Serendipia en el laboratorio
Alexander Fleming había nacido en Escocia en 1881. Se mudó a Londres a los 13 años y
allí se formó como médico. Comenzó a investigar en el St. Mary’s Hospital Medical School
de la Universidad de Londres con Almroth Wright, un pionero de las vacunas. Combatió en
el frente en la Primera Guerra Mundial y regresó a Londres a seguir investigando. No sabía
entonces que iba a ayudar a salvar a centenares de heridos en la Segunda Guerra y a
millones de personas en las décadas siguientes.
Era 1928. Fleming estaba estudiando la influenza. La historia cuenta que había vuelto de
unas vacaciones cuando se dio cuenta de que en una placa de Petri las colonias de la
bacteria Staphylococcus aureus no crecían en unas zonas de cultivo que habían
sido contaminadas accidentalmente por un moho verde. Aisló el moho (el Penicillium
notatum), lo cultivó y descubrió que producía una sustancia capaz de matar muchas
bacterias comunes. Un producto de una casualidad, tanto que la Real Academia Española lo
utiliza para ejemplificar la palabra serendipia, un hallazgo valioso que ocurre de manera
accidental.
Fleming publicó sus investigaciones un año después, pero no tuvo éxito en aislar la
penicilina como un compuesto terapéutico y, durante la década siguiente, envió el moho a
quien se lo solicitara con la esperanza de que otro lo lograra.
Un trabajo conjunto
En la Universidad de Oxford, el bioquímico alemán Ernst Chain le propuso a su supervisor,
Howard Florey, tratar de aislar el compuesto. El equipo dirigido por Florey lo logró: el
25 de mayo de 1939, inyectaron a ocho ratones con una cepa virulenta
de Streptococcus: los cuatro que recibieron la penicilina sobrevivieron.

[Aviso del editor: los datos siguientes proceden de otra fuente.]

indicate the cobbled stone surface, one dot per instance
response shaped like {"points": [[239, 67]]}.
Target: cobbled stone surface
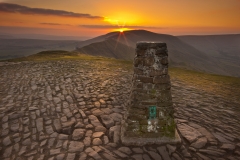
{"points": [[72, 110]]}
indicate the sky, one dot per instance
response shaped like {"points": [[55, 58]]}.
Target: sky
{"points": [[89, 18]]}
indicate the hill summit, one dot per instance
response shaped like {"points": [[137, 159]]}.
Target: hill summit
{"points": [[182, 53]]}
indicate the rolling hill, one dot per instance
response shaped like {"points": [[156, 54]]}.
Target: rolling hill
{"points": [[181, 52], [15, 48]]}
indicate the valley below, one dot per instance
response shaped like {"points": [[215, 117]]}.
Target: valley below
{"points": [[71, 107]]}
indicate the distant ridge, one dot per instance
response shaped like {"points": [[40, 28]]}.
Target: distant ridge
{"points": [[182, 53]]}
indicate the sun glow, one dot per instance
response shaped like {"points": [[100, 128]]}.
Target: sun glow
{"points": [[122, 29]]}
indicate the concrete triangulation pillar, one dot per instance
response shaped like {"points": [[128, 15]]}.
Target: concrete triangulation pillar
{"points": [[149, 117]]}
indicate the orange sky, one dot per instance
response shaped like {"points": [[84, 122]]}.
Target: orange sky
{"points": [[176, 17]]}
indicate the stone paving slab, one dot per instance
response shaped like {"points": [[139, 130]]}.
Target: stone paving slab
{"points": [[73, 110]]}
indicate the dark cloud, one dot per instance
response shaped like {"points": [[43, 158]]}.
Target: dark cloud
{"points": [[15, 8], [115, 26]]}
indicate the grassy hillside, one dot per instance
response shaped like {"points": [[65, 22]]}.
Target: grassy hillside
{"points": [[14, 48], [109, 48], [181, 54]]}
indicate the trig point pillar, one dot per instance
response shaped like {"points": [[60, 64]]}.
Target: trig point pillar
{"points": [[149, 117]]}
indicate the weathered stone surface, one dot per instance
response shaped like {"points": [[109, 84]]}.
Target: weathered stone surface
{"points": [[125, 150], [6, 141], [200, 143], [94, 121], [39, 124], [78, 134], [228, 146], [32, 123], [97, 134], [95, 155], [75, 146], [163, 152], [97, 141], [57, 125], [154, 155], [188, 132], [107, 121]]}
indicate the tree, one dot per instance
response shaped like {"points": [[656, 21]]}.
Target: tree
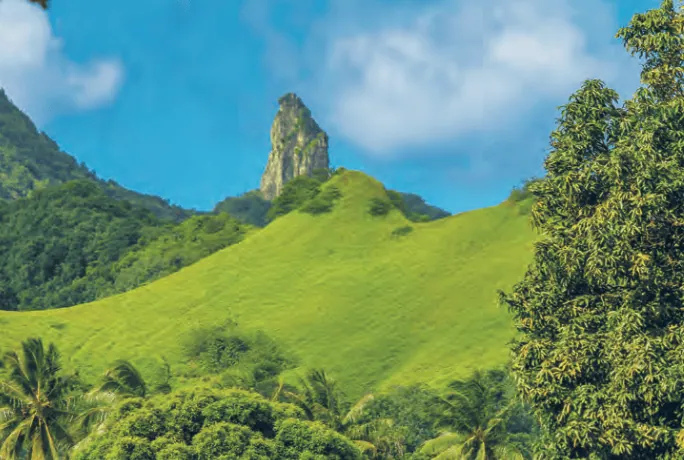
{"points": [[600, 310], [35, 409], [207, 423], [476, 416], [124, 379], [320, 399]]}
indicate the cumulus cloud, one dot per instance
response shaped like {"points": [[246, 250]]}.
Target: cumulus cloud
{"points": [[38, 77], [463, 67], [392, 76]]}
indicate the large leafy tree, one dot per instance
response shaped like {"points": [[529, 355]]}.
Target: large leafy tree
{"points": [[600, 311], [35, 409]]}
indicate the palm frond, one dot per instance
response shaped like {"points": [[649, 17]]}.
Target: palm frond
{"points": [[357, 410], [442, 443], [123, 378]]}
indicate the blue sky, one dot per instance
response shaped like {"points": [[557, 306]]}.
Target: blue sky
{"points": [[453, 100]]}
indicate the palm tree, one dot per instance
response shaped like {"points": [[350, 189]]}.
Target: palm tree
{"points": [[321, 400], [475, 417], [35, 404], [124, 379]]}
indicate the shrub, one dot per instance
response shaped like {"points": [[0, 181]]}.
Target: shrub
{"points": [[323, 202], [403, 230], [205, 424], [379, 207]]}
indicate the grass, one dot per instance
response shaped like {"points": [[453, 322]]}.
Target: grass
{"points": [[338, 289]]}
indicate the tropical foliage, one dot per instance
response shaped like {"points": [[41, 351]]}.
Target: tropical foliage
{"points": [[72, 244], [481, 419], [30, 160], [210, 423], [43, 410]]}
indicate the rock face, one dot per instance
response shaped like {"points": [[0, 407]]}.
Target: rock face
{"points": [[298, 146]]}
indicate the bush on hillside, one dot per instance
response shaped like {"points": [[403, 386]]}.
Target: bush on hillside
{"points": [[402, 231], [323, 202], [250, 208], [213, 424], [379, 207], [294, 194], [250, 361]]}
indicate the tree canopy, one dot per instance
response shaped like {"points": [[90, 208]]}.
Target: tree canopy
{"points": [[600, 311]]}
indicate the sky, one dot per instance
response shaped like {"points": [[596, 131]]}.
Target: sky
{"points": [[451, 99]]}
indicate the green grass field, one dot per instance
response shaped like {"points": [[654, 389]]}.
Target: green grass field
{"points": [[338, 289]]}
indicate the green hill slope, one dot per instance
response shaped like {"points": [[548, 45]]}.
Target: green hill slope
{"points": [[339, 289]]}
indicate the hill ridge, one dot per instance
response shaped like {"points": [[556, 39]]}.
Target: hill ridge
{"points": [[371, 307]]}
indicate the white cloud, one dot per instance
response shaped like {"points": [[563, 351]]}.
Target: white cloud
{"points": [[38, 77], [453, 68]]}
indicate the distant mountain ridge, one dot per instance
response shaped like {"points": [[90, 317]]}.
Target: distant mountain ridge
{"points": [[30, 160]]}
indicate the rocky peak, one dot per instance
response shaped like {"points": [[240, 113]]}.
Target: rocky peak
{"points": [[298, 146]]}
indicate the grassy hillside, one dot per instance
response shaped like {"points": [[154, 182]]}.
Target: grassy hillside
{"points": [[340, 288]]}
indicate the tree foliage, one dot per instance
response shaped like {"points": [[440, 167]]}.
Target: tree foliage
{"points": [[207, 423], [600, 311], [481, 419], [36, 404], [71, 244], [250, 208], [30, 160]]}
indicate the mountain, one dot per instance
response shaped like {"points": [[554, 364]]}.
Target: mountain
{"points": [[375, 299], [251, 208], [416, 206], [30, 160], [298, 146]]}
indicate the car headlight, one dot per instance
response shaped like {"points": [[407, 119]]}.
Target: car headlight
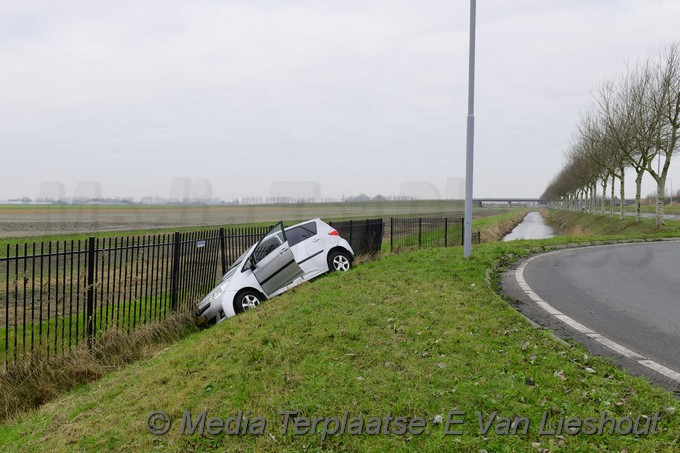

Las siguientes pruebas completas con humanos fueron exitosas, pero ya había estallado la
Segunda Guerra contexto que impedía a las farmacéuticas británicas embarcarse en la
producción a escala de la penicilina.
Emprender e innovar.
En ese contexto, Florey y Chain tuvieron entonces lo que hoy llamaríamos “visión
emprendedora”: viajaron a Estados Unidos para interesar a las autoridades y farmacéuticas
locales en la producción. La guerra avanzaba y la posibilidad de contar con un antibiótico
potente para tratar a los heridos abría grandes esperanzas.
En 1945, Fleming, Chain y Florey ganaron el Premio Nobel de Medicina por iniciar la era
de los antibióticos. Casi 75 años después, los antibióticos relacionados con la penicilina
siguen estando entre las drogas más usadas y salvan millones de vidas en el tratamiento de
las infecciones.
Este es otro ejemplo en Medicina adonde una buena práctica individual, en este caso el
buen uso de un medicamento en beneficio personal tiene impacto a nivel comunitario y
global. Cabe recordar que los antibióticos son medicamentos que deben ser prescriptos
por un médico, que deben ser adquiridos en farmacias exclusivamente presentando una
receta y que se deben tomar en la dosis y el tiempo de tratamiento indicado por el
profesional. Esta medida contribuye a que sólo se utilicen cuando son necesarios y no se
incremente a la mencionada ‘resistencia bacteriana’.